A expansão da monocultura de eucalipto no sul da Bahia, impulsionada por empresas como a Veracel, não pode mais ser tratada como um modelo sustentável incontestável. Ao contrário do discurso corporativo, os impactos ambientais são profundos e, em muitos casos, irreversíveis.

O principal problema está na lógica da monocultura. Ao substituir áreas diversas da Mata Atlântica por extensos plantios homogêneos, cria-se um ambiente pobre em vida. Estudos e denúncias de organizações ambientais apontam que esse tipo de cultivo compromete a biodiversidade, reduzindo drasticamente a presença de fauna e flora nativas . O resultado é um cenário apelidado por críticos de “deserto verde”: vastas áreas aparentemente produtivas, mas ecologicamente empobrecidas.

Outro ponto crítico é o impacto no solo e nos recursos hídricos. Ainda que empresas defendam eficiência no uso da água, a escala da produção levanta dúvidas legítimas. Grandes extensões de eucalipto podem alterar o equilíbrio hídrico local e empobrecer o solo, exigindo intervenções constantes para manter a produtividade.

A Veracel afirma adotar práticas sustentáveis, como corredores ecológicos e preservação de áreas nativas.
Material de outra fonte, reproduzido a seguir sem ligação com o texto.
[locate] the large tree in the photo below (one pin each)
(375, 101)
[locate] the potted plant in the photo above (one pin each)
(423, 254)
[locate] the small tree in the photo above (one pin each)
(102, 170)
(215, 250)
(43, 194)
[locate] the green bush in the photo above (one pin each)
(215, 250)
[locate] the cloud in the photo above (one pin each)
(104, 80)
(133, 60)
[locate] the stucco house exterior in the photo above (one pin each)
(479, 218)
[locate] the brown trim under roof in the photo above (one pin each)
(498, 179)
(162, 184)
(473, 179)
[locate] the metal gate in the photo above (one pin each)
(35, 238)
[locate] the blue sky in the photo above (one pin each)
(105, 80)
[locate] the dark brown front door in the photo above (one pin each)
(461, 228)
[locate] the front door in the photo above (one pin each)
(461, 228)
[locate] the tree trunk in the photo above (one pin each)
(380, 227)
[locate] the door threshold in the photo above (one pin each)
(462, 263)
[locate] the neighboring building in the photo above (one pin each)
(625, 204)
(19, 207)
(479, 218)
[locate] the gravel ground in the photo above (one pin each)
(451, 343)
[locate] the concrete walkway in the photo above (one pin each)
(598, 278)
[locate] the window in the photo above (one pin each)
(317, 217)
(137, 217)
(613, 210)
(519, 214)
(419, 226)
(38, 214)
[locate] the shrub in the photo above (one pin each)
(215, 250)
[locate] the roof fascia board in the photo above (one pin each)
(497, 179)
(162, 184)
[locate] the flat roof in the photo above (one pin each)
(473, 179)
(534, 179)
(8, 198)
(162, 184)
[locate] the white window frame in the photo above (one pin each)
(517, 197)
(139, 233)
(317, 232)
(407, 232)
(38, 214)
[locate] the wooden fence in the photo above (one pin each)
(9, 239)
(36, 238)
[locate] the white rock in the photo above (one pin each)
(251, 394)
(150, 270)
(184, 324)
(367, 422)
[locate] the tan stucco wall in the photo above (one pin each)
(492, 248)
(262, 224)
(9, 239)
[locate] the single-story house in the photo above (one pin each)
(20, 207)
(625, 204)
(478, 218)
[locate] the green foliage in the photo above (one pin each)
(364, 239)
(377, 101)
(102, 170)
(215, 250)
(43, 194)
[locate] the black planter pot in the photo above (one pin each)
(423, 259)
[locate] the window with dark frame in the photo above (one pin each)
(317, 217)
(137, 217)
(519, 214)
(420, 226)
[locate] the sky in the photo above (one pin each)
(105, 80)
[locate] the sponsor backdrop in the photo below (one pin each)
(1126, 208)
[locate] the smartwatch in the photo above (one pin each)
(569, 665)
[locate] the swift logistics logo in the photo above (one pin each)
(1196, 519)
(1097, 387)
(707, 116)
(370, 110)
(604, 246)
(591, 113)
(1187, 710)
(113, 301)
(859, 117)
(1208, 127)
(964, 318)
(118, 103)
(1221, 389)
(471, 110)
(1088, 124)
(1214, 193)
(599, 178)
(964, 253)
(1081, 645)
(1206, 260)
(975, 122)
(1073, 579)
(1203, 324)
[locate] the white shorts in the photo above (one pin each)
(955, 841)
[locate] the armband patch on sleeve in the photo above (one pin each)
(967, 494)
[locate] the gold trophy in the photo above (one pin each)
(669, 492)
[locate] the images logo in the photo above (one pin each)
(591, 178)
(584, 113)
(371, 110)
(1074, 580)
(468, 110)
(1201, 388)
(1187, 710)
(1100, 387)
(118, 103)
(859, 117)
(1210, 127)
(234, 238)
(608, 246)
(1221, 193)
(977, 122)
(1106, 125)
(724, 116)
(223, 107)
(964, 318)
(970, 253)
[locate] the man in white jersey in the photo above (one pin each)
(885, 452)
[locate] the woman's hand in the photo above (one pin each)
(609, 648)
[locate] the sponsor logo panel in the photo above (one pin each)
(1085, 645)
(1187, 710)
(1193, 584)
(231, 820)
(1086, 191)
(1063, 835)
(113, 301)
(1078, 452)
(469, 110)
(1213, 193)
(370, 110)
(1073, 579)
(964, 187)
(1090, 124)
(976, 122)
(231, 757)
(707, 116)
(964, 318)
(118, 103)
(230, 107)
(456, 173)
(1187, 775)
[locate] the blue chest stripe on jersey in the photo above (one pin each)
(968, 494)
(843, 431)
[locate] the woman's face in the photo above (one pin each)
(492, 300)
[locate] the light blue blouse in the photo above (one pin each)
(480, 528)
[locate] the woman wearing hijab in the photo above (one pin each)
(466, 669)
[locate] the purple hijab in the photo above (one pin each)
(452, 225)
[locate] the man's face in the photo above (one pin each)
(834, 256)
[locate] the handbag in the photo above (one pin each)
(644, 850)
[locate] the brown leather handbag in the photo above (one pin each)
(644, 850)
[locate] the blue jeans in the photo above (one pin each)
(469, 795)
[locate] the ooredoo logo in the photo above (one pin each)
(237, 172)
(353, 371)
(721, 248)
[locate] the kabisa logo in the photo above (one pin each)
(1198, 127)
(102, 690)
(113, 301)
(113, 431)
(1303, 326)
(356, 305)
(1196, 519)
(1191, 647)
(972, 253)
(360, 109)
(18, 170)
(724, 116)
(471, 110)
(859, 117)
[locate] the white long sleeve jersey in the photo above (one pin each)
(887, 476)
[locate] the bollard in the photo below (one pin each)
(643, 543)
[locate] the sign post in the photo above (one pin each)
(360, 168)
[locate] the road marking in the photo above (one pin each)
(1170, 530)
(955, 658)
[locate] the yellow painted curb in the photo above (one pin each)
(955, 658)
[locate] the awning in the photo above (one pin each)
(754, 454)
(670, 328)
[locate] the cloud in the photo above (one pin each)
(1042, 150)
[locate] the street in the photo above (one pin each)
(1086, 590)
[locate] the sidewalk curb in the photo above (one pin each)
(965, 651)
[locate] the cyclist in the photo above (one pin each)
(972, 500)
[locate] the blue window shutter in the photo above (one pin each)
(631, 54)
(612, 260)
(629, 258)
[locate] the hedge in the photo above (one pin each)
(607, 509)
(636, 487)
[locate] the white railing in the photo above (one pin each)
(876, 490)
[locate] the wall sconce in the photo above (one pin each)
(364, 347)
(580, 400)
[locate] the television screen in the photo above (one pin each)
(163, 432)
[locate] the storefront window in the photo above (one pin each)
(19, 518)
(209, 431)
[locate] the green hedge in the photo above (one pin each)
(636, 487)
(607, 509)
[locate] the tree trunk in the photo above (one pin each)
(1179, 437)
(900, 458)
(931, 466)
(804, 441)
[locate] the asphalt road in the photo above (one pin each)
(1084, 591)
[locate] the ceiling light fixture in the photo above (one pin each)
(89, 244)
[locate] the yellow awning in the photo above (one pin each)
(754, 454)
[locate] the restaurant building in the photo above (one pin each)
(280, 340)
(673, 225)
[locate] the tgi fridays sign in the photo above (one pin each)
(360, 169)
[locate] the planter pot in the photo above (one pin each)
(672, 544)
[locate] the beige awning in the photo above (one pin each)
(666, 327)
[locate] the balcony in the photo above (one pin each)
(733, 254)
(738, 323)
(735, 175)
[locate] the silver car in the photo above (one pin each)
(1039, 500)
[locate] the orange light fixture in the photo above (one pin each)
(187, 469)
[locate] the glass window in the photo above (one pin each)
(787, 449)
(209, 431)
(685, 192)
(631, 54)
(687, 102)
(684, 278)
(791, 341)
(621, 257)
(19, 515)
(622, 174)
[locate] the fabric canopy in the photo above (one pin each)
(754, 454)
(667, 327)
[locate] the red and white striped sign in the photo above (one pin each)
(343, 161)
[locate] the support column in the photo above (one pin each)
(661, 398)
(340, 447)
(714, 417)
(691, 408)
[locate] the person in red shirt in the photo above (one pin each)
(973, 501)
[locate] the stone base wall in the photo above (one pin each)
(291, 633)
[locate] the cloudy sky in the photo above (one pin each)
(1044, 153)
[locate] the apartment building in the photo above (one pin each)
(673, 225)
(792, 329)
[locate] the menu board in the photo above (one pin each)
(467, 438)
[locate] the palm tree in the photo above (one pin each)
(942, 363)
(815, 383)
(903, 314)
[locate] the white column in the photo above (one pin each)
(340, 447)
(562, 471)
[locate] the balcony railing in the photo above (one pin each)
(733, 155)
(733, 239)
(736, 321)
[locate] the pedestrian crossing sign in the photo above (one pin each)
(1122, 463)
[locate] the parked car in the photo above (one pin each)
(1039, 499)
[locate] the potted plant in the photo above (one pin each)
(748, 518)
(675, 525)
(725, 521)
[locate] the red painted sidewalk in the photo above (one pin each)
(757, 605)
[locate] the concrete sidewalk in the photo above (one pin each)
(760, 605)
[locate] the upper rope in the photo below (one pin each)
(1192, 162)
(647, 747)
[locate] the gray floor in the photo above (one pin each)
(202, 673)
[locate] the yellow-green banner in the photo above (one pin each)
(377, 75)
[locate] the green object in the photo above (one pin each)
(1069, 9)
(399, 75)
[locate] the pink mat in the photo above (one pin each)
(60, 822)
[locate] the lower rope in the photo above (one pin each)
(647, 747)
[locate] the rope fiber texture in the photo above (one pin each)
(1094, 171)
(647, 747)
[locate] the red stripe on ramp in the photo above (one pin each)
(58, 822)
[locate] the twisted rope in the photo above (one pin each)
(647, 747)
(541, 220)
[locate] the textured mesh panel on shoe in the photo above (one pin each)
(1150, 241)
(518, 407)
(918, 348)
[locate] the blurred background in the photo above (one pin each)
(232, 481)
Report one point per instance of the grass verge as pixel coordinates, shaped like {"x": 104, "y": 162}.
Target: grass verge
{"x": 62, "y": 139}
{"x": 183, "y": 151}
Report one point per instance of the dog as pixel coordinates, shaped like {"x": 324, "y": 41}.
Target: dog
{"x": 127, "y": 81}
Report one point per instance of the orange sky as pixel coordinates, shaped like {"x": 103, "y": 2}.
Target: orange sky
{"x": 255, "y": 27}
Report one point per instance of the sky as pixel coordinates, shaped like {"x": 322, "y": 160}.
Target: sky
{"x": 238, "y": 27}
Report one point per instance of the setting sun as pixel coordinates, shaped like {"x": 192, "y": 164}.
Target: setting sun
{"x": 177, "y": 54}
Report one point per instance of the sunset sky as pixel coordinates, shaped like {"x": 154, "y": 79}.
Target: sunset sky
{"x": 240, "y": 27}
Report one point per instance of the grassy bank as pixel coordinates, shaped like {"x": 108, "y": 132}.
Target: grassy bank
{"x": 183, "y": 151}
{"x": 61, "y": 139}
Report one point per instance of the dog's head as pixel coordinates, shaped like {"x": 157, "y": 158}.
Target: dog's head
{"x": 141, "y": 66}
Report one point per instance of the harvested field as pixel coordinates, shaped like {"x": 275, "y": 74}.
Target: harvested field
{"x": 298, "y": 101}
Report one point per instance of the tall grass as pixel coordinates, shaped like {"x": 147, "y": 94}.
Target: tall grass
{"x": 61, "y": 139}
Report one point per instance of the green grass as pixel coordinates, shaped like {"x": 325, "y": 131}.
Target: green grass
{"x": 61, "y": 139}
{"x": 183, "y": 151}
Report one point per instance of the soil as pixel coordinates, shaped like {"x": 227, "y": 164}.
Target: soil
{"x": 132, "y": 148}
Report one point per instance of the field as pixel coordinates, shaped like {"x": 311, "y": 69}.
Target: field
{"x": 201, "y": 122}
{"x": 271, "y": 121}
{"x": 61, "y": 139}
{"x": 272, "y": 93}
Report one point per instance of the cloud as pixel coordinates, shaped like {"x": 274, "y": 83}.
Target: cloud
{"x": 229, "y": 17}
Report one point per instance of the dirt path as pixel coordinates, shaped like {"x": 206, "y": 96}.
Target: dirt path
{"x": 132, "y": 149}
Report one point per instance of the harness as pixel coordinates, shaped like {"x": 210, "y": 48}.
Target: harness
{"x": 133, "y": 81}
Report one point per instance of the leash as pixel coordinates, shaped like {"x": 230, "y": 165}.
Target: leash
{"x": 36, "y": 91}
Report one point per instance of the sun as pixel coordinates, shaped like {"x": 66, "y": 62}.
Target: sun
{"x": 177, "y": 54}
No entanto, essas medidas não anulam o impacto estrutural da monocultura em larga escala. Preservar metade da área, como divulgado pela empresa, não compensa necessariamente a fragmentação dos ecossistemas.

Críticos dessa posição argumentam que o eucalipto é essencial para a economia, gera empregos e pode ser manejado de forma responsável. De fato, a cadeia da celulose movimenta bilhões e sustenta milhares de famílias. Mas desenvolvimento econômico não pode servir como licença para degradação ambiental.

A resposta é clara: crescimento econômico precisa respeitar limites ecológicos. Quando a produção ameaça a biodiversidade e os recursos naturais, ela deixa de ser progresso e passa a ser exploração predatória.

Defender uma revisão do modelo de plantio não é ser contra o desenvolvimento, mas a favor de um futuro viável. Ignorar os danos hoje é condenar o amanhã.